Chase Room Keys, Ignore the Debt Wall: A Forensic Review of the Institutional 'BUY' on LHN | EP1634🦖
Chase Room Keys, Ignore the Debt Wall: A Forensic Review of the Institutional 'BUY' on LHN | EP1634🦖
The strange thing about this LHN story is that the one number that looks the best on paper is also the one that could get a 55-year-old in trouble. A 6.5 percent dividend sounds like a gift when CPF SA pays 4.0 percent, but once I stripped out the broker optimism and just lined up the revenue decline, the 10.39 times net debt to EBITDA and the marginal interest coverage miss, it started to look less like “bond replacement” and more like a leveraged co-living bet dressed up as income.

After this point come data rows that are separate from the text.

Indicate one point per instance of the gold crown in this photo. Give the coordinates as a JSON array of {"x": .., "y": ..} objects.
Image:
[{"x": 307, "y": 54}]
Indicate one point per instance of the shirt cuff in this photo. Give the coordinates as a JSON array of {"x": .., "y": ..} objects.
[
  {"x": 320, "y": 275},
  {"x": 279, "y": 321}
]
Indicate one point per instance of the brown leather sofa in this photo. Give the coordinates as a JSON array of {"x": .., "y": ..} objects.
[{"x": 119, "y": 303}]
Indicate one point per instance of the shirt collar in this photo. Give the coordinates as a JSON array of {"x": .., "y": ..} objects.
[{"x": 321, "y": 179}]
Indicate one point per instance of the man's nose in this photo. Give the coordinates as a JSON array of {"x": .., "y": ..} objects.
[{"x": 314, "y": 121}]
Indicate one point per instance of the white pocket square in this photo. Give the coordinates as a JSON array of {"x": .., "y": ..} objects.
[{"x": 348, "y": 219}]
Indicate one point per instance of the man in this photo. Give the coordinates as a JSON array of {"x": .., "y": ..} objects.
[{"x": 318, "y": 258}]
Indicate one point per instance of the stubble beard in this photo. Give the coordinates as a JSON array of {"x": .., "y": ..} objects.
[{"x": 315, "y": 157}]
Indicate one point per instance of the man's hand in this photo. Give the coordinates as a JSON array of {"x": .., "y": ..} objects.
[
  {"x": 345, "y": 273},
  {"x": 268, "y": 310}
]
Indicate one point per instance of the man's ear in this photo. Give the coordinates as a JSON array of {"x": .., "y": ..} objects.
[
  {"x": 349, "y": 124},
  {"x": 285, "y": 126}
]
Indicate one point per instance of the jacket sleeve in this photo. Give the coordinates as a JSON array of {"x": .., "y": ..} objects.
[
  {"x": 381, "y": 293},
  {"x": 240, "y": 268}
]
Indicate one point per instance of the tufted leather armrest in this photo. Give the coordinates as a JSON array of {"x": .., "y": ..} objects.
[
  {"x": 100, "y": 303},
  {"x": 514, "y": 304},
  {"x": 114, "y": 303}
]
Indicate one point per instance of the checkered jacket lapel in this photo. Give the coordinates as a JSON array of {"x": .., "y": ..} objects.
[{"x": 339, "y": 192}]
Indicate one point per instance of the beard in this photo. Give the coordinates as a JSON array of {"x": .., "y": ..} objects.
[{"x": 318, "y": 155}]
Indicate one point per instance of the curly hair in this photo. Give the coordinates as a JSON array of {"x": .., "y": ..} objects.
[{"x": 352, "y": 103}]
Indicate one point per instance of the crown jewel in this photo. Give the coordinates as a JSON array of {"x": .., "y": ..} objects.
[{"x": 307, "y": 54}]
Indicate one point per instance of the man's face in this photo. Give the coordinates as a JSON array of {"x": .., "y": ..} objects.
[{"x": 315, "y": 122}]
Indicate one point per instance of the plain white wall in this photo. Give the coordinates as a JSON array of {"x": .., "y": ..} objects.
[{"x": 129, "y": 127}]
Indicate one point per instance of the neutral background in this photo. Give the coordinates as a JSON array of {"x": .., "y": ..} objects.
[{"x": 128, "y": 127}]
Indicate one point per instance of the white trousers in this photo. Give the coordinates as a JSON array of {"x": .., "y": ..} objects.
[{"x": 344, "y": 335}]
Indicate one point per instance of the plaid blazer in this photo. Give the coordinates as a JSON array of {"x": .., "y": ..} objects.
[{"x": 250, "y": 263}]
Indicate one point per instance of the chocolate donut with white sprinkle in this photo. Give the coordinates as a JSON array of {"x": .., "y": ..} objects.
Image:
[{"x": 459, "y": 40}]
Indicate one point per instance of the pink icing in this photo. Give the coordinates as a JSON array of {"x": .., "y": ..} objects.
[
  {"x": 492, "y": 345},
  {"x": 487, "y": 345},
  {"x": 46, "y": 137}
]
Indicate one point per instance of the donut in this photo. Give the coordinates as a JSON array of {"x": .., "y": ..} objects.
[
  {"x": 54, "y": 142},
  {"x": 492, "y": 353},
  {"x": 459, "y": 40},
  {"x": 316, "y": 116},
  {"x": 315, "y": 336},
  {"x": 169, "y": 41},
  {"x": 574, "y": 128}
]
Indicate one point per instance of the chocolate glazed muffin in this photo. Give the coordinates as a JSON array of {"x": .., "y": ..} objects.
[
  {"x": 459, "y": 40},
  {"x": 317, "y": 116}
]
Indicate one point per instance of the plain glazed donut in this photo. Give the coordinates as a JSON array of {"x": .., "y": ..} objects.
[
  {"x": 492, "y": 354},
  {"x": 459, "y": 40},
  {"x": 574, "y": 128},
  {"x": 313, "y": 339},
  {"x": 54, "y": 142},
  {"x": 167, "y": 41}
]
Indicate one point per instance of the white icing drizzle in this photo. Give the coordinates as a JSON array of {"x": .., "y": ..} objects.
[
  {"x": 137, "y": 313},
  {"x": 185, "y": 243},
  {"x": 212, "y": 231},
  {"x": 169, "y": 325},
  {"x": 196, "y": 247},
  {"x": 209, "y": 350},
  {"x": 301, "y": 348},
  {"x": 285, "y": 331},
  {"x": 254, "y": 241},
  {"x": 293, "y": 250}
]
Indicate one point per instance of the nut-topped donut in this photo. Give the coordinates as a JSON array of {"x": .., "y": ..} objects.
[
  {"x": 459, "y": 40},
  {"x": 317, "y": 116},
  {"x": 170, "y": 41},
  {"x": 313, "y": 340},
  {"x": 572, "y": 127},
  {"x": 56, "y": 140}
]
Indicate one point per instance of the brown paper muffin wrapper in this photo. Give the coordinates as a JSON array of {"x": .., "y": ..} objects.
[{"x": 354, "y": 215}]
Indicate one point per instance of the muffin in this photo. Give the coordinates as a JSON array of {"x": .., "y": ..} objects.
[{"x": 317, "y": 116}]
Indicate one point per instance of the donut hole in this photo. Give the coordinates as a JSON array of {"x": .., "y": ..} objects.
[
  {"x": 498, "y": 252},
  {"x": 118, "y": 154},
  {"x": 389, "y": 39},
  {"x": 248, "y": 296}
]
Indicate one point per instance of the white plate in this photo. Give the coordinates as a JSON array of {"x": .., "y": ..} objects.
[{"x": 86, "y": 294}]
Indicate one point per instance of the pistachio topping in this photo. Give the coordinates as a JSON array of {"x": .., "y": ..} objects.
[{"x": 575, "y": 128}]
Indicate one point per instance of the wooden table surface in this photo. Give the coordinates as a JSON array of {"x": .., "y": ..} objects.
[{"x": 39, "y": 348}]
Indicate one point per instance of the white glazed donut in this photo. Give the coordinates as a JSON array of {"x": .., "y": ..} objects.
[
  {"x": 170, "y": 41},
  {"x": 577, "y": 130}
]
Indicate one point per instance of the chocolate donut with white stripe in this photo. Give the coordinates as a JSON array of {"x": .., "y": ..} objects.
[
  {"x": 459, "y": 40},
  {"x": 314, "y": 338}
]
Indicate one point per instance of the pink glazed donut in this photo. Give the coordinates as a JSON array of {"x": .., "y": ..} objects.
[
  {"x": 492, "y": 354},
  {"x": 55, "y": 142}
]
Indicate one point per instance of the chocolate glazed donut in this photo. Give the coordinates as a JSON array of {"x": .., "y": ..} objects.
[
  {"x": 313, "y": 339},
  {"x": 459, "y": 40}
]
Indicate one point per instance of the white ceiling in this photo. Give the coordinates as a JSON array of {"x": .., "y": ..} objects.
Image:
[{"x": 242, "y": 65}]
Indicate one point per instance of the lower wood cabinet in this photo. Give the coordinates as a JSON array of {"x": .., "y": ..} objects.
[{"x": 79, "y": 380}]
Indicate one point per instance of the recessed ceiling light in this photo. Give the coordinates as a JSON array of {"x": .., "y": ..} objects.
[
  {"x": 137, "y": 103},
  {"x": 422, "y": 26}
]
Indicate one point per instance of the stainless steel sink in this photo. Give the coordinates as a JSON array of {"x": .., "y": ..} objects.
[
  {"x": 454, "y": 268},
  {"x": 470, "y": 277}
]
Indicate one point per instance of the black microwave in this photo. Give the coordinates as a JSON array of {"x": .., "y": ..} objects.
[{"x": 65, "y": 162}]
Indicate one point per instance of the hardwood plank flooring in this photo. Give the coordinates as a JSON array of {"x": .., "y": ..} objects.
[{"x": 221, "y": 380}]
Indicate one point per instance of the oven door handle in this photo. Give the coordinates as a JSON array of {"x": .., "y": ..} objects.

If you are running CPF, SRS and a REIT portfolio to fund your MRT rides and HDB expenses in retirement, the question is not whether the Coliwoo brand can hit 10,000 keys, it is whether that 6.5 percent payout can survive one bad year of execution without forcing a cut. In this breakdown I walk through why a 6.9 percent premium to S$0.58 forensic fair value and a 14 percent drop in revenue push LHN into my Zone 3 conditional bucket, and what that means if you are using each S$1,000 of capital to secure a reliable second payslip rather than chase an institutional S$0.77 story.